Zaten diğer devlerinin ağzının sulanması da tam olarak buradan doğdu. 17.5 milyon, günümüzde devler için sakız parasından hallice. Arda'nın yeteneği tartışılmaz. Eksikleri de var ama 17.5 milyon o eksikleri görmezden gelmeye değecek kadar düşük bir miktar. Üstelik rakiplerinizin bu oyuncuyu kapma ihtimali de korkutucu.
Haliyle Real Madrid de yokladı. Tabi Barcelona da. İşin bundan sonrası biraz benim komplo teorilerim, biraz da satır aralarını okumamla alakalı. Sanırım Arda'nın ekibi, onu Real Madrid'e götürmeyi kafasına çok önceden (yani bir ay öncesinde) koymuştu. Fakat Real ilk başlarda çok hevesli değildi. İşte tam o anlarda Barcelona devreye girdi. Nasıl girdi bilmiyorum ama benim aklımda iki senaryo var. Düşük ihtimal şu; Barcelona ile ufak bir ittifak yapıldı Real Madrid'in daha çok para ödemesi için "devredeymiş" gibi davranılması sağlandı. Bu da Real'in elini çabuk ve bonkör tutmasına neden oldu.
Fakat vurguladığım gibi; düşük ihtimal. Zira Arda'nın menajeri aynı zamanda Courtois'nın da menajeri ve Real Madrid ile papaz olmak istemeyeceği gibi, Barcelona'yı da böyle bir iş için kullanması kolay olmazdı. Ayrıca Barcelona olarak böyle bir gündeme dahil olup, "Real Madrid'e topçu kaptırmanın" maliyeti, rakibinizin ödeyeceği ekstra ücretten daha büyük kayıp olabilir.
O zaman ikinci senaryom devreye giriyor. Arda'nın menajerinin İspanya bağlantıları, medyada çok fazla haber üretilmesini sağladı. Bu da Barcelona'nın bir yoklama çekmesine neden oldu. Fakat tüm o haberler esnasında Barcelona'nın Arda'yı transfer edemeyeceğini hepimizi biliyorduk. Zira kulüp değil bonservis ödediği oyuncuyu; bedavaya aldığı İlkay'ı bile listeye yazdıramama tehlikesini yaşıyor. Yani bu operasyonu bitirebilecek maddi gücü yoktu. Gerçi burada da yedek alternatif, Fenerbahçe'de bir sene kiralık oynama düşüncesi, devreye girebilirdi. Fakat bu da Arda ve ekibi için seçenek olmaktan çoktan çıkmış gibiydi.
Şurada konuyla ilgili bir teori daha var, meraklısına onu da bırakıp yola devam edelim.
Yani Real Madrid ve Arda'nın kaderi çoktan yazılmıştı. Ya da yazdırılmıştı. Peki bu iyi bir sonuç verir mi?

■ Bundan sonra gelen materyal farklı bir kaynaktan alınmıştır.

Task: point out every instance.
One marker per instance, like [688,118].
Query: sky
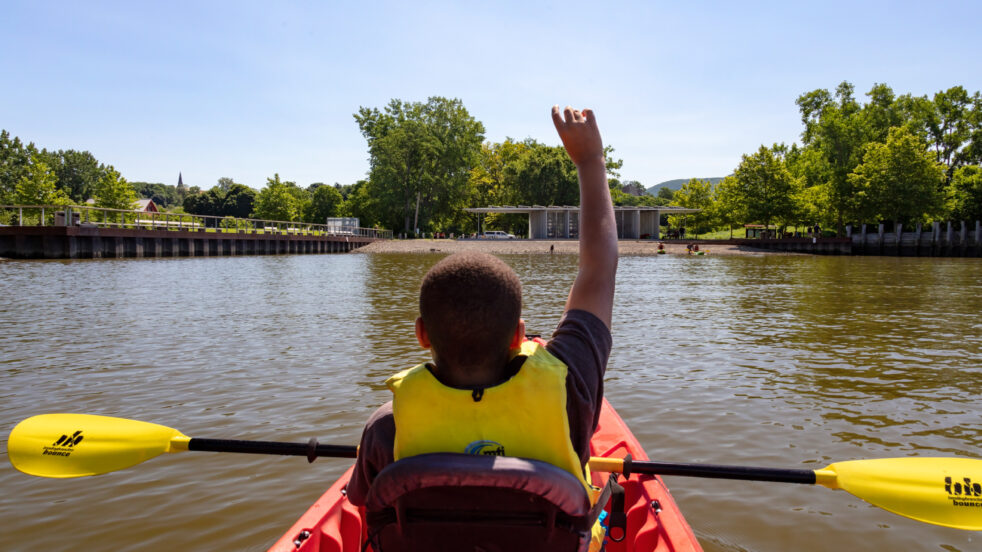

Bekleyip göreceğiz.
Yine de bu yazdıklarımızdan "Arda, menajer şişirmesi" gibi bir anlam çıkmasın. Fakat onlar açısından başarılı bir operasyon olduğu da gerçek. Sonuçta Süper Lig'deki oyuncuyu, doğrudan Real'e götürmek, bitmiş bir kariyeri (menajeri için) yeniden canlandırabilir. Arda da; son dönemde Bellingham, Rodrygo, Endrick, Vinicius, Camavinga, Valverde gibi oyuncuları transfer eden ve gelecek 10 yıla damga vuracak bir takım yaratmaya çalışan Real Madrid'in politikasına daha çok uyuyor. Hatta Pedri ve Gavi gibi evlatlarına takım kuran Barcelona'dan daha çok uyuyor.
Fakat yine de oyuncu için en doğru adres orası mı emin değilim. Tam da bu noktada Arda'nın eksiklerinden bahsetmek gerek. Aslında amaç onu eleştirmek değil. Fakat şu an Türk spor içeriklerini okuyunca - dinleyince, elimizde kusursuz bir futbolcu var gibi gözüküyor. Oysa Arda'nın bazı eksikleri Süper Lig'de bile ortaya çıktı. Temposu düşüktü, bazı büyük maçlarda söndü, fiziği de halen çok yetersiz. Bunlar büyük sorunlar değil elbet. Hallolmayacak işler de değil. Öylesine kusursuz bir tekniği bulmak her şeyden daha zor zaten. Tempo yüklenir, fizik gelişir, mental güç artar. Fakat insanın aklına şu soru geliyor. Bu çocuk, Real Madrid'de ilk etapta forma bulamazsa ülkede yaşanan hayal kırıklığı ve çocukta oluşacak üzüntü kolay tamir edilir mi?
Hele hele acımasız sosyal medya terörü kapıda beklerken. Arda'nın Real'de üst üste üç maç oynamaması onu Türkiye'nin internet platformlarında "yerli Messi"den "çöp"e taşımaya yetecek. Peki bu Arda'nın umrunda olur mu? Bilmiyoruz.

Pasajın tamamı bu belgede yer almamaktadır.